Thai cuisine is known for its balance of flavours. Just like in any other Asian countries, rice is their staple food and they can’t live without having it in their meal. They are also known for their spicy food. As with other Asian cuisines, balance, detail and variety are important with the Thai people.Thai cuisine is known for having the balance of three fundamental taste senses: sour, salty and sweet and sometimes bitter. The complexity of flavors in the dishes is what makes Thai cuisine unique compared to the neighboring countries.
In our function today, our menu consists of the following:
Tom Yam soup
            It is a hot and sour soup. The broth is made of stock and fresh ingredients such as lemongrass, lime leaves, galangal, lime juice, fish sauce, and crushed chili peppers.

Spicy Pomelo Salad
            It is a sweet and spicy salad. It is made of pomelo, shrimps, and shredded coconut. The dressing was composed of lemon juice, fish sauce and sugar. We also added parsley for garnish.




Thai Style Steamed Seabass
            It is basically a steamed fish. It is composed of Seabass, chicken stock, garlic, bird’s eye chili, lime juice, fish sauce, tamarind juice, sugar and spring onions for garnish. 
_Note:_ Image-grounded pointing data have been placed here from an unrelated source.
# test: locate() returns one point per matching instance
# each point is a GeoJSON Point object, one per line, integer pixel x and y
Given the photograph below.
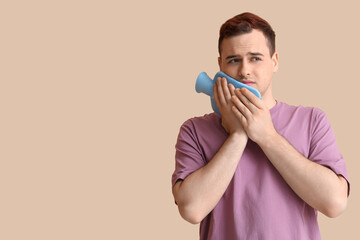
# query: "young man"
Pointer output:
{"type": "Point", "coordinates": [264, 168]}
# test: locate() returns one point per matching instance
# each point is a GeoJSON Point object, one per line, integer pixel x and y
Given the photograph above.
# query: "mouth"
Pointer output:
{"type": "Point", "coordinates": [248, 82]}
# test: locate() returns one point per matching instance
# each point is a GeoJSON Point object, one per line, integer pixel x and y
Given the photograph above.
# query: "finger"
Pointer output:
{"type": "Point", "coordinates": [249, 105]}
{"type": "Point", "coordinates": [226, 90]}
{"type": "Point", "coordinates": [232, 89]}
{"type": "Point", "coordinates": [220, 92]}
{"type": "Point", "coordinates": [240, 106]}
{"type": "Point", "coordinates": [252, 98]}
{"type": "Point", "coordinates": [216, 97]}
{"type": "Point", "coordinates": [239, 116]}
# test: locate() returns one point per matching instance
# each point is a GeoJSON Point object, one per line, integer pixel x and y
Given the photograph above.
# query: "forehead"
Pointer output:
{"type": "Point", "coordinates": [254, 41]}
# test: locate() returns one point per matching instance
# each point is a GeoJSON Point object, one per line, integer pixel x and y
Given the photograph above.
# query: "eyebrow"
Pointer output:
{"type": "Point", "coordinates": [249, 53]}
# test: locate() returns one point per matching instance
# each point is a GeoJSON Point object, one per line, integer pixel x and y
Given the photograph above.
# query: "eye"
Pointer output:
{"type": "Point", "coordinates": [234, 60]}
{"type": "Point", "coordinates": [255, 59]}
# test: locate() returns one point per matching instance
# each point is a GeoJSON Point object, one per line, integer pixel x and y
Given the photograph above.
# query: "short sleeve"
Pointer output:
{"type": "Point", "coordinates": [323, 147]}
{"type": "Point", "coordinates": [189, 156]}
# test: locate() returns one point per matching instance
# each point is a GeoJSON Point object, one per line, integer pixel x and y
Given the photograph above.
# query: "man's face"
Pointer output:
{"type": "Point", "coordinates": [247, 59]}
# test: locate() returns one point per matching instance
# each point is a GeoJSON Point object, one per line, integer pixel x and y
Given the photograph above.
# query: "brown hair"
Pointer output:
{"type": "Point", "coordinates": [245, 23]}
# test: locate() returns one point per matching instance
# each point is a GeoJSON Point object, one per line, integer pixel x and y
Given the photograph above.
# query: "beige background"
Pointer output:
{"type": "Point", "coordinates": [93, 93]}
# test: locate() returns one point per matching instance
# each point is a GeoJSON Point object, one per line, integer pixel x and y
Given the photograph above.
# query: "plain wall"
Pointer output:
{"type": "Point", "coordinates": [93, 94]}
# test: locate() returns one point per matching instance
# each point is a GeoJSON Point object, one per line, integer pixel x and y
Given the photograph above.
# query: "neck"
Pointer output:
{"type": "Point", "coordinates": [268, 99]}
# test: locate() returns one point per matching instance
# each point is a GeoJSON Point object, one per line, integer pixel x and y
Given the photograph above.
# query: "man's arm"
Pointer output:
{"type": "Point", "coordinates": [199, 193]}
{"type": "Point", "coordinates": [317, 185]}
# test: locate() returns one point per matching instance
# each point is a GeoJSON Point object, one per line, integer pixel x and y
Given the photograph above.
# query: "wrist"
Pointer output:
{"type": "Point", "coordinates": [269, 139]}
{"type": "Point", "coordinates": [239, 136]}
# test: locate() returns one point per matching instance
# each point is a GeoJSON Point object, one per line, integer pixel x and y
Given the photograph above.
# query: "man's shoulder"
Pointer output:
{"type": "Point", "coordinates": [210, 118]}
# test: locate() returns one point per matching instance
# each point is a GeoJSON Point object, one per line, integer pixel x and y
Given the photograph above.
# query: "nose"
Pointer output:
{"type": "Point", "coordinates": [244, 69]}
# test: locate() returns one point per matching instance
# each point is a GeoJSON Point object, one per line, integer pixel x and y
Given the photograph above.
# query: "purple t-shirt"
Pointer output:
{"type": "Point", "coordinates": [258, 203]}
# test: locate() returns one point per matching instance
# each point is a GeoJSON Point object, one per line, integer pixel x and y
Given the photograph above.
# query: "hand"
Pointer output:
{"type": "Point", "coordinates": [253, 115]}
{"type": "Point", "coordinates": [222, 95]}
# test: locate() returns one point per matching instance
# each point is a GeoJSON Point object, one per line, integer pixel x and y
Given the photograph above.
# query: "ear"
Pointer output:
{"type": "Point", "coordinates": [275, 61]}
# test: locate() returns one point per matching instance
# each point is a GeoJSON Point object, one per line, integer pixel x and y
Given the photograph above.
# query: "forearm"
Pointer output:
{"type": "Point", "coordinates": [317, 185]}
{"type": "Point", "coordinates": [199, 193]}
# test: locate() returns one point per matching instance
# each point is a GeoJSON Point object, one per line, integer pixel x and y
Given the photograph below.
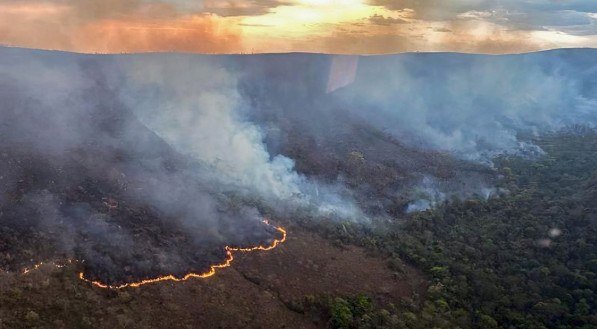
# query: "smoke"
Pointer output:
{"type": "Point", "coordinates": [194, 104]}
{"type": "Point", "coordinates": [473, 106]}
{"type": "Point", "coordinates": [140, 165]}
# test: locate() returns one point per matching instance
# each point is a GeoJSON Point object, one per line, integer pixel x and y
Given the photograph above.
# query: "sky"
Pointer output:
{"type": "Point", "coordinates": [323, 26]}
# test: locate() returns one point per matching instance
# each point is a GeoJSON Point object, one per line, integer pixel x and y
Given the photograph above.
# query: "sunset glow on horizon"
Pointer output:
{"type": "Point", "coordinates": [325, 26]}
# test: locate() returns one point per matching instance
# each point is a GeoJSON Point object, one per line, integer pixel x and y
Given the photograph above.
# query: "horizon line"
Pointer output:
{"type": "Point", "coordinates": [289, 52]}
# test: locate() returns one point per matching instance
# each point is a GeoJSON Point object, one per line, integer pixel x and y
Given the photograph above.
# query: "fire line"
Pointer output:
{"type": "Point", "coordinates": [212, 270]}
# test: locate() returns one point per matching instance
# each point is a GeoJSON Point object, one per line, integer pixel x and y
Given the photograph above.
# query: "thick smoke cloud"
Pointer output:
{"type": "Point", "coordinates": [474, 106]}
{"type": "Point", "coordinates": [194, 104]}
{"type": "Point", "coordinates": [148, 161]}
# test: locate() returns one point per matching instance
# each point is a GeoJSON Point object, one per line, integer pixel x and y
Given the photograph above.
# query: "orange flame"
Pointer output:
{"type": "Point", "coordinates": [212, 270]}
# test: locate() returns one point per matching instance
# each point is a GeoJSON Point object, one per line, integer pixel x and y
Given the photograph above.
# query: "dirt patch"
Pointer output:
{"type": "Point", "coordinates": [253, 293]}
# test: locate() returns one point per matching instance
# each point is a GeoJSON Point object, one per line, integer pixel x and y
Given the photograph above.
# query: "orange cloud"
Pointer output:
{"type": "Point", "coordinates": [128, 26]}
{"type": "Point", "coordinates": [199, 33]}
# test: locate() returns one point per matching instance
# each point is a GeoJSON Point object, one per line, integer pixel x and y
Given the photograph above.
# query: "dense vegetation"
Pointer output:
{"type": "Point", "coordinates": [525, 259]}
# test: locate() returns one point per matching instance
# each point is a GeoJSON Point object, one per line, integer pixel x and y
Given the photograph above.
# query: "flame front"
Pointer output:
{"type": "Point", "coordinates": [211, 272]}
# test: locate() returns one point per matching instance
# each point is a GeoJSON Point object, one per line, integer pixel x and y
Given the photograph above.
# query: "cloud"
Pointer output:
{"type": "Point", "coordinates": [382, 20]}
{"type": "Point", "coordinates": [242, 7]}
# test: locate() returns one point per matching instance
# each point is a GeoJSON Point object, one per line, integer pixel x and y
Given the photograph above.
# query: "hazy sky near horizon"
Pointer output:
{"type": "Point", "coordinates": [330, 26]}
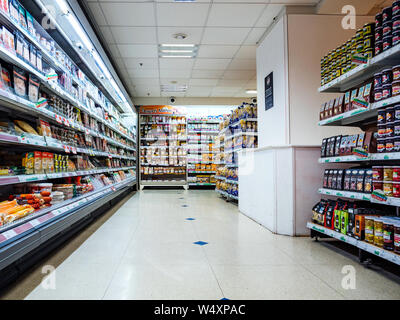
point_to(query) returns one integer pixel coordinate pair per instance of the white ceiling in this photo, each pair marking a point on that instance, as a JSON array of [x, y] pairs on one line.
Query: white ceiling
[[225, 30]]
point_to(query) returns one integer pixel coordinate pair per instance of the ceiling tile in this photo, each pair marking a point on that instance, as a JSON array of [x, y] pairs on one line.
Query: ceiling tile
[[268, 15], [172, 73], [232, 83], [141, 63], [176, 63], [242, 64], [211, 51], [196, 91], [237, 75], [254, 36], [176, 81], [146, 81], [114, 50], [234, 15], [203, 82], [165, 34], [148, 91], [182, 14], [211, 64], [229, 36], [138, 50], [131, 35], [143, 73], [97, 13], [129, 14], [246, 52], [207, 74]]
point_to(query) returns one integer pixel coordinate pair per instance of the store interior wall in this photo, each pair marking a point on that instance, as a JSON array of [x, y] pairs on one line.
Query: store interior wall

Pork Belly with Chili sauce
            It is a grilled pork belly that is marinade with garlic, coriander root, black peppercorn, oyster sauce light soy sauce and sugar. The sauce is composed of shallots, chili powder, lime juice and fish sauce.



Chicken Satay
                It is basically a grilled chicken marinated in peanut butter, soy sauce, lime juice, brown sugar, curry powder, garlic and hot pepper sauce.



Thong Yod
                It means golden tear drop. It is usually served as a dessert in traditional Thai weddings and it is not easy to make because it is very hard to get a perfect teardrop shape. Thong Yod is composed of egg yolks, Thong Yod flour (white and rice flour mixture) and castor sugar.



Roti
                It is flat bread that is usually dipped in condensed milk.



Thai Iced Tea
                A tea made from black tea leaves, star anise, ground tamarind, cardamom, sugar, condensed milk and coconut milk.